Ejaz, in his address, pointed out that Pakistan has the potential to earn at least $25 billion a year through textile exports alone.

He said the industry had set a target of doubling that to $50 billion in the next five years besides committing to set up 1,000 garment units with 500,000 stitching machines against a total investment of $7 billion. This, he projected, would add another $20 billion per annum to the country's textile exports apart from generating employment for 700,000 workers.

These garments units, he said, plan to be established near major textile-producing cities such as Lahore, Sheikhupura, Faisalabad, Kasur, Multan, Sialkot, Rawalpindi, Sukkur, Hyderabad, Karachi, and Peshawar.

Ejaz blamed the decline in exports and de-industrialization in Punjab on the absence of a Regionally Competitive Energy Tariff (RCET).

He argued that a preferential RCET was not a subsidy. Rather, he noted that without RCET, exporters in Pakistan could not compete in the international markets, as Pakistan has the highest energy tariff in the region.

The high price of energy, together with its intermittent and curtailed supply, was a recipe for de-industrialization, he explained.

He urged the government to maintain supply at 9 cents/kWh for power and $9/MMBtu for gas for the export sector across Pakistan.

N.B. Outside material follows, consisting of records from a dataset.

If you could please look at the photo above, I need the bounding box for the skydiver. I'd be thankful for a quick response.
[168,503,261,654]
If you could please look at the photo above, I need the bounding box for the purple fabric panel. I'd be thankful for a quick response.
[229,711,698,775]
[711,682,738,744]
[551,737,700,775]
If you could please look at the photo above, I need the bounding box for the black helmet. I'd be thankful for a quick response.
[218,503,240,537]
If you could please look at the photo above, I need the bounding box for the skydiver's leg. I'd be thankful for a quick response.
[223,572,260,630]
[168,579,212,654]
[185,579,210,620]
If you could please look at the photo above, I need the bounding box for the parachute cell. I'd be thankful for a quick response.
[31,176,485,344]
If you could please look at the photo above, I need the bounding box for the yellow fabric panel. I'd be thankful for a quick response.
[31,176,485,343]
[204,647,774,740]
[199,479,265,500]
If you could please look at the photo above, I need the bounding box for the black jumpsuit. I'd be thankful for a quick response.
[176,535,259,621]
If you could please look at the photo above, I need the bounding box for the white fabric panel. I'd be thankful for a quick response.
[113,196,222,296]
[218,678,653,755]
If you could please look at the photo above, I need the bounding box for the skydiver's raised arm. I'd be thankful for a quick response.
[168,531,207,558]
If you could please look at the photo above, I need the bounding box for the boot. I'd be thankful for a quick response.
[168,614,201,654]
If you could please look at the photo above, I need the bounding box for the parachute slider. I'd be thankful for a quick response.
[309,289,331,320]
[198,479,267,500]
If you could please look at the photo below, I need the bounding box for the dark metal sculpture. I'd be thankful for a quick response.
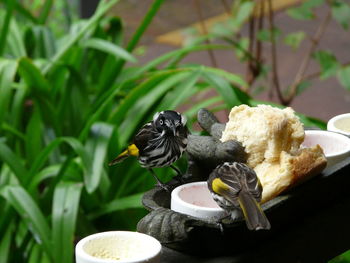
[137,110,350,256]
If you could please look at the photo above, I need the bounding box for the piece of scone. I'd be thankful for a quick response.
[221,105,327,202]
[254,145,327,203]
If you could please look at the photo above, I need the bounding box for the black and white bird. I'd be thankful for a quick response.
[207,162,271,230]
[109,110,189,188]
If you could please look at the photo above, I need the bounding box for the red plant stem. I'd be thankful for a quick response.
[194,0,217,68]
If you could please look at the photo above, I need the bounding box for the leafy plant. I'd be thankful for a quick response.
[0,0,260,262]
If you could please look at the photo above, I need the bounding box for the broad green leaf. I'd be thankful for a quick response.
[297,81,311,95]
[0,141,28,185]
[313,50,340,79]
[303,0,325,8]
[38,0,54,24]
[52,182,82,263]
[0,59,17,129]
[7,16,27,58]
[25,108,44,164]
[18,58,50,96]
[0,0,14,56]
[84,123,113,193]
[235,37,249,61]
[283,31,306,50]
[126,0,164,52]
[109,70,186,130]
[25,137,92,191]
[203,73,240,109]
[331,0,350,30]
[43,0,118,75]
[81,38,137,63]
[28,244,43,263]
[0,222,14,263]
[156,68,202,111]
[337,66,350,91]
[0,185,53,259]
[88,193,144,219]
[202,67,248,88]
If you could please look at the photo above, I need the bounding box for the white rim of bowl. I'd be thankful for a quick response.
[171,181,223,212]
[327,113,350,136]
[305,130,350,157]
[75,231,162,263]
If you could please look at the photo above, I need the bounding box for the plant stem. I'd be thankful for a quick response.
[246,6,256,87]
[267,0,286,105]
[286,5,332,104]
[194,0,217,68]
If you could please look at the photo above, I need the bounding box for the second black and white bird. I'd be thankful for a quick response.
[208,162,271,230]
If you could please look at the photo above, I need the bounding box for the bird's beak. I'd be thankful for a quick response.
[171,125,176,136]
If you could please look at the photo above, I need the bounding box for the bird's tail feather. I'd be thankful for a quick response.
[108,144,139,166]
[238,191,271,230]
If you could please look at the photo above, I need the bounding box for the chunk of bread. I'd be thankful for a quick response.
[221,105,327,202]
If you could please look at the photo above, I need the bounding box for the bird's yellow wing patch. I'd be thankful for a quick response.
[212,178,230,195]
[128,144,139,157]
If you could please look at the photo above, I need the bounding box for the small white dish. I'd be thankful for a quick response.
[327,113,350,137]
[170,182,227,220]
[75,231,162,263]
[302,130,350,167]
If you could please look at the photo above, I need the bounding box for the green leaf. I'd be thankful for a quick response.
[157,68,202,111]
[0,222,14,263]
[25,137,92,192]
[0,185,53,259]
[0,141,28,182]
[313,50,340,79]
[337,66,350,91]
[25,108,43,164]
[38,0,53,24]
[43,0,119,75]
[331,0,350,30]
[82,38,137,63]
[287,0,325,20]
[7,16,27,58]
[0,0,15,56]
[203,73,240,108]
[88,193,144,219]
[18,58,50,96]
[283,31,306,51]
[52,182,82,263]
[0,59,17,129]
[118,72,191,145]
[84,123,113,193]
[202,67,248,88]
[287,5,315,20]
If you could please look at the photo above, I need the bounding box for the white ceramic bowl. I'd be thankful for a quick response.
[75,231,162,263]
[302,130,350,167]
[171,182,226,220]
[327,113,350,136]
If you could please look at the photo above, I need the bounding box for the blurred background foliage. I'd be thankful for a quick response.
[0,0,347,263]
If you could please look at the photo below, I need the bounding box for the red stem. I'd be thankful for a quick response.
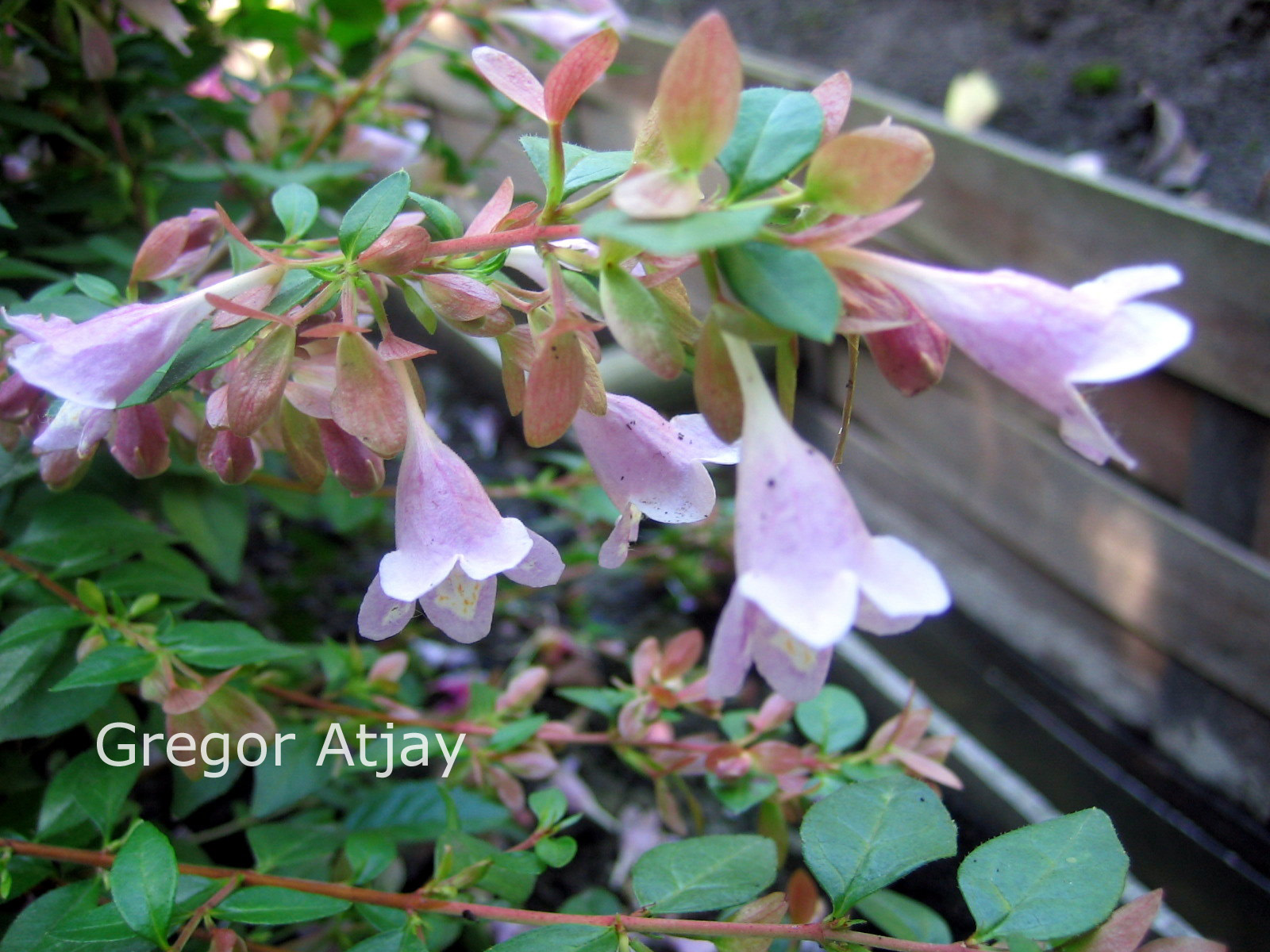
[0,839,967,952]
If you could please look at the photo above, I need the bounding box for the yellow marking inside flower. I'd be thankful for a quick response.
[437,569,484,620]
[775,630,815,671]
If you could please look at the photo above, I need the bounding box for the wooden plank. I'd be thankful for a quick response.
[830,360,1270,712]
[798,405,1270,820]
[607,23,1270,416]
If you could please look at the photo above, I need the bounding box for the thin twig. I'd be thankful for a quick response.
[0,839,967,952]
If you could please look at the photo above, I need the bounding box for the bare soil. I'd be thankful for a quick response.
[626,0,1270,221]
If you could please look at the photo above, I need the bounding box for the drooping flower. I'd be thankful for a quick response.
[573,393,737,569]
[357,368,564,643]
[832,249,1191,466]
[5,265,282,410]
[707,335,949,701]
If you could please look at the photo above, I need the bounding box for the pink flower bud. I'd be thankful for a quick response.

Moreover, he suggested the establishment of power plants dedicated to serving the industrial sector and the wheeling of electricity under the CTBCM regime, which requires the full support of the Finance Division.

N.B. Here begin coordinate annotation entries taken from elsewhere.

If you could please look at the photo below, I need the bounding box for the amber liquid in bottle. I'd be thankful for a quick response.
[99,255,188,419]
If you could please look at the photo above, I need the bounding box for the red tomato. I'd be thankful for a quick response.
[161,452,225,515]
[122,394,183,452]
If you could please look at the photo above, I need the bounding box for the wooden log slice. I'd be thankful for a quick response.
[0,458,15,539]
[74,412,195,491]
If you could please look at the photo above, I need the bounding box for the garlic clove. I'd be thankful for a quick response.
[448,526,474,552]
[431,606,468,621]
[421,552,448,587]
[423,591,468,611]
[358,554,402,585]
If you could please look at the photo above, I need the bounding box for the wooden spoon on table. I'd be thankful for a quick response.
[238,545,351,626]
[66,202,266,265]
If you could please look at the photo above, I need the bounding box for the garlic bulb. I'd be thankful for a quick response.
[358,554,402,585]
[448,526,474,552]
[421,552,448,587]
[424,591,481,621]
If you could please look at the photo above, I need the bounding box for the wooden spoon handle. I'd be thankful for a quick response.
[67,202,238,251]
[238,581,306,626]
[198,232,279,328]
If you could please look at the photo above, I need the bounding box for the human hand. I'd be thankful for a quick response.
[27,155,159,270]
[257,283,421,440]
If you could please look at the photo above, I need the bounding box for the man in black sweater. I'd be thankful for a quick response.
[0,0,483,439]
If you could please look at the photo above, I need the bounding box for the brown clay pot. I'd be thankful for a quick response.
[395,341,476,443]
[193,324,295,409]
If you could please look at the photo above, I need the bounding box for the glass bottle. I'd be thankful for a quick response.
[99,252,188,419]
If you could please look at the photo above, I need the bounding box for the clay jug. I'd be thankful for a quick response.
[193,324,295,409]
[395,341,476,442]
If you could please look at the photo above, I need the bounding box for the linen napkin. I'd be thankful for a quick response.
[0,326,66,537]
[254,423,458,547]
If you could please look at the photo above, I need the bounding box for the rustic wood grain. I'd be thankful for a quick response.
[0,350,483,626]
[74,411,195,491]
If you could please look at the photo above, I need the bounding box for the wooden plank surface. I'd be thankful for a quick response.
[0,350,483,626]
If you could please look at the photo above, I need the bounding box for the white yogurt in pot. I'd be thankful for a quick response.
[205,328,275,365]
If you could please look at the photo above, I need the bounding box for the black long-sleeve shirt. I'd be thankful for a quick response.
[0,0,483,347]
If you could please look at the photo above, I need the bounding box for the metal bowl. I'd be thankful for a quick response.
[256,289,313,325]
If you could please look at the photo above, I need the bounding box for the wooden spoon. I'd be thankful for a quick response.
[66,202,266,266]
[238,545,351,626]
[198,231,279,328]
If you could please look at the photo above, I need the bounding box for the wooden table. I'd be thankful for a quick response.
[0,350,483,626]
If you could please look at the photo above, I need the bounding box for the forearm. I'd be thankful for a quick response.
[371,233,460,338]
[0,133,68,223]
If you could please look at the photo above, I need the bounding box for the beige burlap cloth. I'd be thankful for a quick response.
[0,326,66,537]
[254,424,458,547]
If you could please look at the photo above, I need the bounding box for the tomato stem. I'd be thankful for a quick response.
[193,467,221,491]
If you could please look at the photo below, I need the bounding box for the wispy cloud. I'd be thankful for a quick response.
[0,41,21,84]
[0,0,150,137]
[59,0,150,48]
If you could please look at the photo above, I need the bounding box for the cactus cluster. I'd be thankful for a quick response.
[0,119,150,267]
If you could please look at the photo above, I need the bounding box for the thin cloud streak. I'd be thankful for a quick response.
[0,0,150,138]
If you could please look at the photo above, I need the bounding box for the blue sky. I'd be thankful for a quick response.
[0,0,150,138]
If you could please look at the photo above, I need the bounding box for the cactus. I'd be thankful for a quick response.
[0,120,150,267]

Ejaz also sought restoration of SRO 1125, refund of all sales tax, TUFF and other dues, working capital lending facility besides a moratorium on debt, clearance of all imports for export-oriented sectors, zero-rated industries whether against L/Cs or cash against the document, permission to open L/Cs for raw material machinery, spare parts and other items, the extension of existing export discounting mechanism by the State Bank of Pakistan (SBP) to include yarn and cloth and equitable treatment for all textile products in terms of export discounts.

Other office bearers of APTMA demanded patronage to the textile industry to increase exports and provide additional jobs to unemployed youth.

They also highlighted issues confronting the growth of the textile industry in Pakistan.

Syed Murtaza Mahmud, Federal Minister for Industries and Production and Saleem Mandviwalla, Chairman Senate Standing Committee on Finance and Revenue also present on the occasion.

The writer is a senior correspondent at The Friday Times with a focus on politics, economy and militancy.